Test Automation with Selenium & Cucumber
Selenium is making huge strides in becoming the most preferred automated testing tool of choice for DevOps. Although you may require a degree of technical skills to set up and manage Selenium, it is one of the most effective methods to automate testing on web browsers. Selenium integrates with other apps and tools to customize and streamline testing processes. But more recently, there has been a lot of hype around cucumber test automation.
Selenium Cucumber test automation is fast becoming a popular combination for the web application automation framework. While Selenium is primarily used for regression and functional testing, the Cucumber automation framework allows you to write easy test cases that are executed by Selenium on different browsers.
Whether you want to manage your QA or are looking to implement new tools in-house, understanding the fundamentals behind different test automation framework will arm you with the knowledge to make informed decisions.
Introduction to Cucumber
Cucumber test automation supports BDD (Behavior Driven Development), which is a technique where you write test cases in simple English sentences regardless of technical ability. Anyone will be able to understand the test case requirements when written in Cucumber with Gherkin.
The Cucumber automation framework incorporates explaining the application’s behavior using the Gherkin language. Gherkin uses a simple syntax and supports multiple programming languages like Python, Ruby, Java, etc., so you can use any language you are familiar with. The Cucumber test automation not only integrates with Selenium but other web-based testing tools like Watir and Ruby on Rails. Cucumber is open-source and is free to install and download.

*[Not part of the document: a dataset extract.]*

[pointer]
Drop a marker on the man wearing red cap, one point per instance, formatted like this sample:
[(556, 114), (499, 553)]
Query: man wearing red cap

What is Behavior Driven Development (BDD)?
It’s easy to read and understand application flow with Cucumber. With BDD, the test scenarios are created before the code is developed. This clears the user’s perspective taking the behavior of the system and what they want to achieve with the application.
Cucumber builds an integral link between business analysts and non-technical development resources. Anyone who understands the application’s logic does not need coding experience to write test cases and can contribute to the test processes.
Why Cucumber and Selenium?
The Cucumber automation framework in Selenium allow to run automated acceptance tests built in a BDD format. One of its best features is you can interpret plain text descriptions.
Cucumber Selenium testing is run using the tests written in Feature Files, which are easy to understand and non-technical. So, Selenium is actually the testing framework and Cucumber is the BDD tool to test at the UI layer.
A basic Cucumber test case example is testing a login page based on the below-mentioned actions:
1. Given you are on the login page
2. When you enter valid credentials
3. Then you should see your account
With expertise differing between team members Cucumber can leverage skills. Regardless of whether a person is technical or non-technical, every person in the team can still participate in developing automation tests based on business logic and workflow to create objects and calls and define data sources.
Setting up test cases in Selenium requires more programming knowledge while with Cucumber anyone who can read English write a test case for the web application interface. Selenium is an open-source automation testing framework built on Java. It interacts with the web browser interpreting the test instructions from Cucumber.
CUCUMBER | SELENIUM |
---|---|
1. It is a behavior-driven development tool. | 1.It is a functional and automation test tool. |
2. It is an open-source BDD tool. | 2. It is an open-source testing tool. |
3. Plugins work faster in Cucumber. | 3. Plugins work slower than Cucumber. |
4. Cucumber includes testers, developer, Business Analyst, Product Owner to write/review the test case scenarios. | 4. Selenium also includes both testers and developers to write automation steps. |
5. Cucumber testing is less reliable as compared to Selenium. | 5. Selenium makes testing more reliable and dependable. |
6. Cucumber is used to test only web applications. | 6. Selenium is also used to test only web applications. |
7. Cucumber automation framework supports many languages like Groovy, Java, Scala, etc. Beyond Ruby. | 7. Selenium also supports many languages like .Net, Java, etc. |
Summary,
Automation testing has become essential in reducing repetitive and manual tasks and maintaining software quality. As Selenium offers security, performance, and usability, QA testing companies choose Selenium taking advantage of software testing.
BDD is getting more attention to test important user scenarios with more business input. It supports communication between development and business so everyone has a shared understanding of what needs to be developed.